Hal ini terrwujud dengan kurikulum yang dilaksanakan dengan penerapan aturan Islam untuk merealisasikan tujuan tersebut selanjutnya mempersiapkan anak-anak kaum muslim agar diantara mereka menjadi ulama-ulama yang ahli di setiap aspek kehidupan baik ilmu pada umumnya dan ilmu Islam.
Ulama dan para kaum intelektual yang ditempa atas dasar keimanan yang akan menjadi pemikir dan perubahan peradaban yang akan membawa pada kemuliaan bukan malah menjadi pengekor maupun agen pemikiran dan pekerja/tukang dari negara lain.

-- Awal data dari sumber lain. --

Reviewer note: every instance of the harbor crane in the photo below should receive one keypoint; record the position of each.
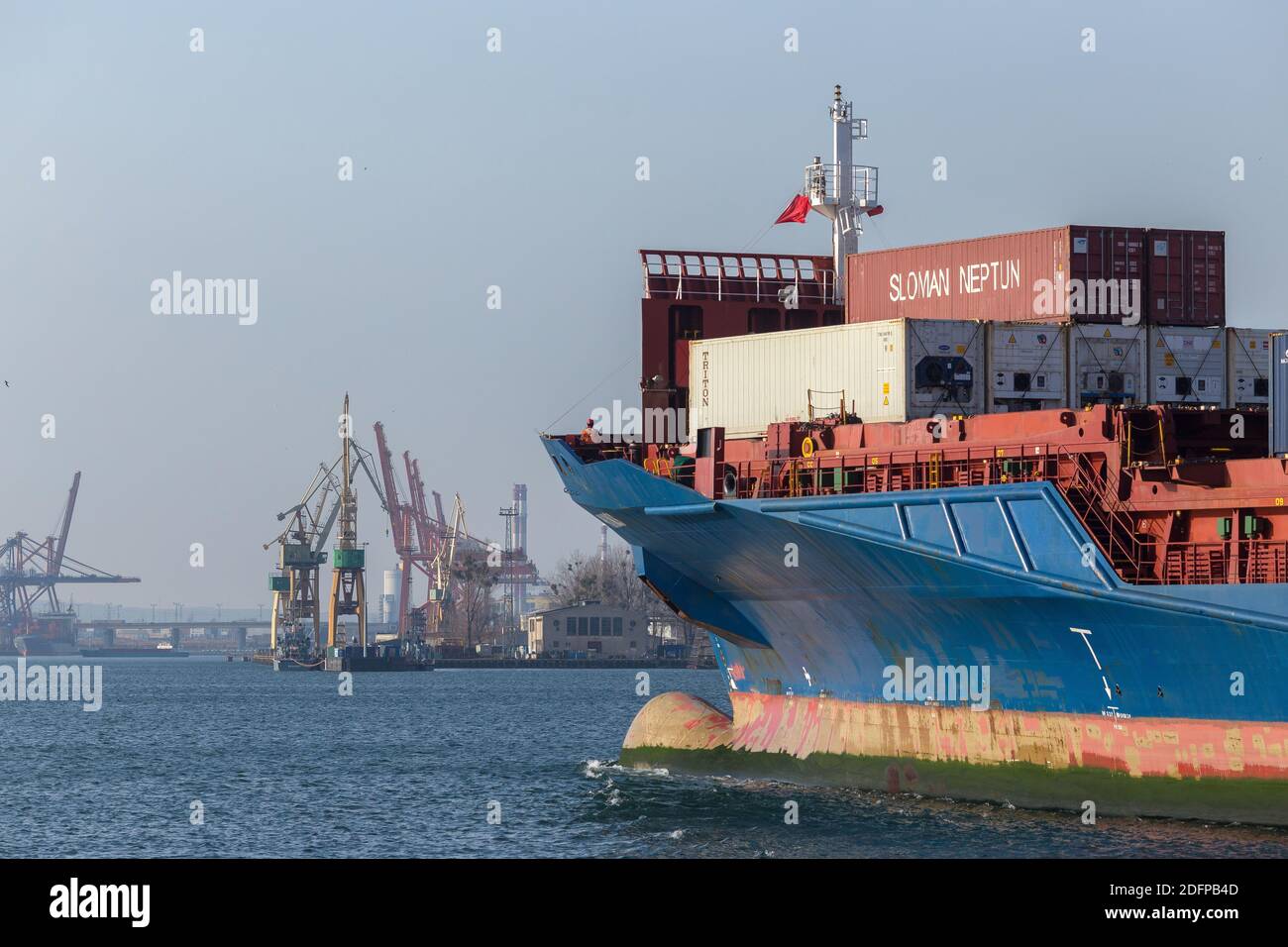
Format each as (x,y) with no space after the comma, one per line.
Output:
(30,575)
(423,544)
(295,630)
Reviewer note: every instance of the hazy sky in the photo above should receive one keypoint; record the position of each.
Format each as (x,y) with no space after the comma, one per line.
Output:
(515,169)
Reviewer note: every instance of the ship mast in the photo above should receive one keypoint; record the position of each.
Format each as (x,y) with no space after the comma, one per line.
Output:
(842,191)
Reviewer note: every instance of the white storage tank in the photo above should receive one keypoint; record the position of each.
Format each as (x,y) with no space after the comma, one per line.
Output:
(1108,365)
(1247,367)
(1186,365)
(1028,367)
(887,371)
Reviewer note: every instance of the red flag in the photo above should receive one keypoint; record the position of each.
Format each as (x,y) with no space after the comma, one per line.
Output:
(797,211)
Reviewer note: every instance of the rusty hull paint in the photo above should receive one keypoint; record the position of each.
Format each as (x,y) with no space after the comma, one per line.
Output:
(682,722)
(1134,767)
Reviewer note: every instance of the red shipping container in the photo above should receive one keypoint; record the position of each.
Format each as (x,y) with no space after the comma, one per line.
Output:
(1186,277)
(1014,277)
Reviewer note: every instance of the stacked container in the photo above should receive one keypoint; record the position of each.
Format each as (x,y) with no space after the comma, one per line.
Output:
(897,369)
(1108,365)
(1026,368)
(1248,368)
(1186,277)
(1125,274)
(1186,365)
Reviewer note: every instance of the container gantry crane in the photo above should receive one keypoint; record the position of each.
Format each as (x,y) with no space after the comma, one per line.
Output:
(30,575)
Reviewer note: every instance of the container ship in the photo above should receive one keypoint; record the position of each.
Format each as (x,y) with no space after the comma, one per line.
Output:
(953,530)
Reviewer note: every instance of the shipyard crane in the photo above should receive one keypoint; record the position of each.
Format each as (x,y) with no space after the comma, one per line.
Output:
(296,587)
(348,558)
(31,573)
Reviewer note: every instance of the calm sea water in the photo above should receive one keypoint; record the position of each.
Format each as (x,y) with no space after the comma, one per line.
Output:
(408,766)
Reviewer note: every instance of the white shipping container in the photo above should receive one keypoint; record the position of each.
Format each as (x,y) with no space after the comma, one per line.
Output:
(1028,367)
(1108,365)
(1186,365)
(1247,367)
(890,371)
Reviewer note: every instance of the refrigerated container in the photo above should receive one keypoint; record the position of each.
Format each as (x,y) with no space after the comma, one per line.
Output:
(1247,367)
(1108,365)
(1028,368)
(883,371)
(1186,365)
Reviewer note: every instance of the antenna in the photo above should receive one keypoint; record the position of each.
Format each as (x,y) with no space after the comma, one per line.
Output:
(841,191)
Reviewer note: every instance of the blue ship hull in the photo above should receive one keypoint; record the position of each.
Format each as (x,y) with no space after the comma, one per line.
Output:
(815,599)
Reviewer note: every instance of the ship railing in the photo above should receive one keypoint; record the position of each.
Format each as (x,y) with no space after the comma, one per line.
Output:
(827,474)
(820,184)
(1137,558)
(1247,561)
(737,277)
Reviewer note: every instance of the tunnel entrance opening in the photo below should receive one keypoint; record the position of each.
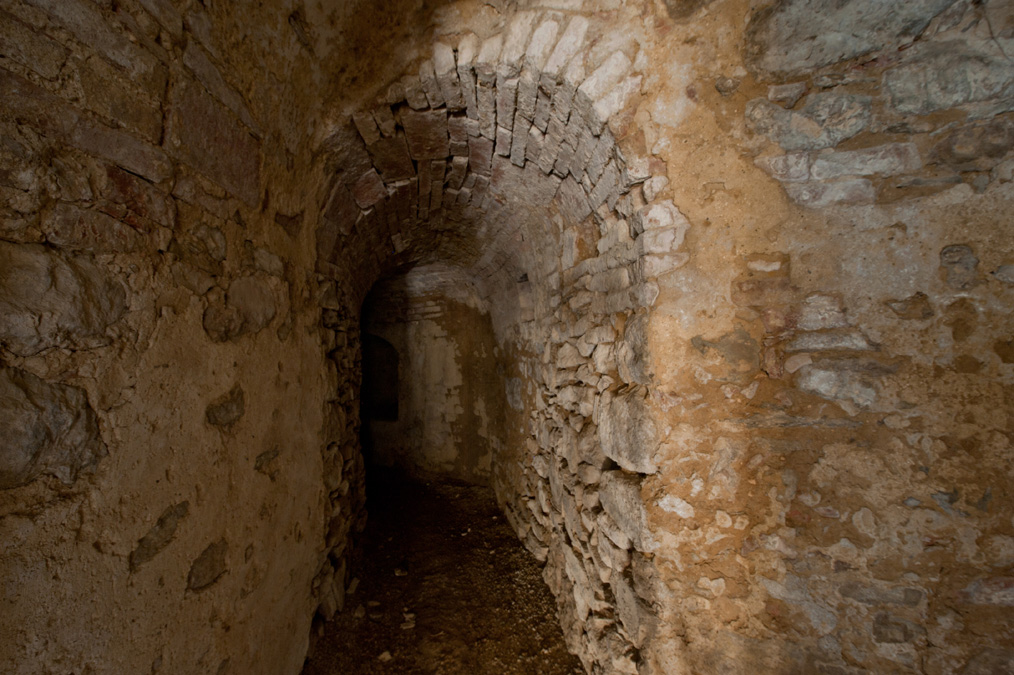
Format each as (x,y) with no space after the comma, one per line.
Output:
(441,583)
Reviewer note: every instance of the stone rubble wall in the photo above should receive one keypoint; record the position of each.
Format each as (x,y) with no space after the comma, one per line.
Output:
(179,471)
(512,142)
(450,399)
(707,491)
(747,269)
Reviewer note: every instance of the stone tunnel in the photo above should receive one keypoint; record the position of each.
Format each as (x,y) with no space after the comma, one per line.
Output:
(715,295)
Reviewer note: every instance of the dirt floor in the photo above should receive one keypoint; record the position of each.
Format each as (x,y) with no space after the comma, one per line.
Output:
(444,588)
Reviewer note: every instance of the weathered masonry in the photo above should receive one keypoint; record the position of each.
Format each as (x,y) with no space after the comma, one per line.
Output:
(718,295)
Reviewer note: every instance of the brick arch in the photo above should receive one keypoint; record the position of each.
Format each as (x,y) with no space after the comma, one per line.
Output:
(468,159)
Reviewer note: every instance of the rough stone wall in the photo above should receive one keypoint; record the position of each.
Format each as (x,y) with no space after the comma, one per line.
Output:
(747,269)
(450,392)
(164,394)
(706,401)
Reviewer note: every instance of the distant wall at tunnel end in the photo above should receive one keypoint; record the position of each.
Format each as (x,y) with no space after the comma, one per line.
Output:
(449,381)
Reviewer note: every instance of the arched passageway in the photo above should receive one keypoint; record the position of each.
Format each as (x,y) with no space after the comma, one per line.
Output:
(748,282)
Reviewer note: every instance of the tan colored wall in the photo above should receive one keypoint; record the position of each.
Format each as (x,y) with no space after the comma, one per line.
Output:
(450,390)
(754,327)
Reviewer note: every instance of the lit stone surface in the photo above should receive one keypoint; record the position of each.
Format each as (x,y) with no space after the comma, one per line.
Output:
(736,363)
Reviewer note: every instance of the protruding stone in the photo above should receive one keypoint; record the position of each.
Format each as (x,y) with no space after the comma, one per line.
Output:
(369,190)
(426,134)
(825,120)
(888,159)
(159,536)
(226,409)
(48,429)
(621,497)
(627,431)
(209,567)
(49,300)
(446,71)
(565,51)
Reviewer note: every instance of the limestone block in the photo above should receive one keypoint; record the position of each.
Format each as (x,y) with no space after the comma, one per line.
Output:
(960,267)
(204,134)
(609,281)
(621,497)
(627,431)
(438,168)
(602,358)
(455,176)
(527,92)
(391,159)
(446,72)
(426,134)
(542,41)
(542,110)
(247,307)
(821,312)
(600,82)
(787,94)
(975,147)
(486,97)
(533,148)
(504,138)
(606,188)
(209,567)
(632,353)
(369,190)
(481,154)
(838,384)
(636,617)
(617,98)
(506,100)
(818,195)
(49,300)
(824,121)
(226,409)
(414,93)
(944,75)
(159,536)
(568,357)
(196,59)
(520,139)
(49,429)
(573,202)
(791,167)
(366,126)
(29,48)
(566,49)
(69,226)
(166,15)
(515,41)
(600,156)
(467,52)
(428,80)
(85,21)
(384,120)
(486,62)
(888,159)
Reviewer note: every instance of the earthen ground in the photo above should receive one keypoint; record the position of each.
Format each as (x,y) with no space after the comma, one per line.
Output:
(440,552)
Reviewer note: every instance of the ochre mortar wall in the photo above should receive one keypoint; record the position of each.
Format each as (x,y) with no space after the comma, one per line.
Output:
(749,276)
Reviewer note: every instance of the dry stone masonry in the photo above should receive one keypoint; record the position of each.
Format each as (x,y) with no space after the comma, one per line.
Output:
(717,296)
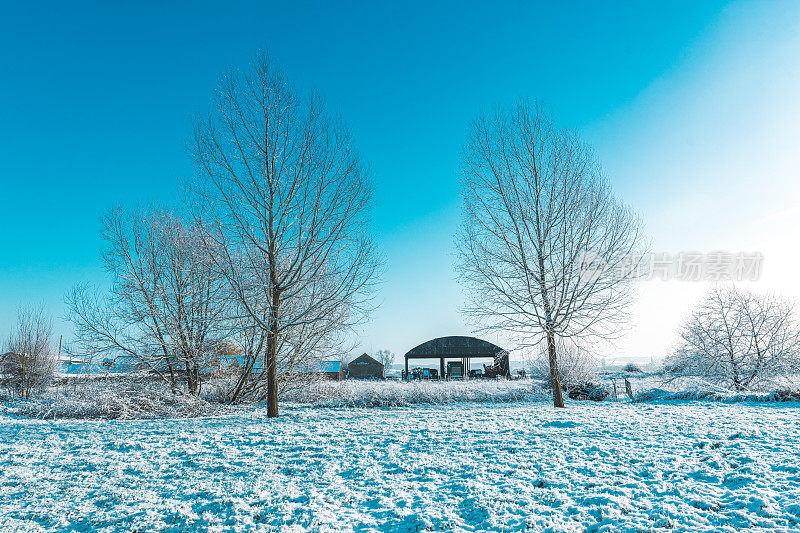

Dengan demikian sangat berbeda dengan sistem pendidikan sekuler dalam sistem kapitalis saat ini, yang dimana dalam sistem kapitalis menekankan output pendidikan yang bertujuan untuk mencetak para pekerja yang sangat jauh dari ulul albab.
Sementara dalam sistem pendidikan Islam yang akan mampu mencetak kaum intelektual yang berkepriabadian Islam yang mulia serta memiliki kemampuan dalam semua aspek kehidupan disegala bidang ilmu, yang tidak bermental pekerja semata melainkan dengan penguatan yang kuat karena dorongan ketakwaan kepada Allah SWT.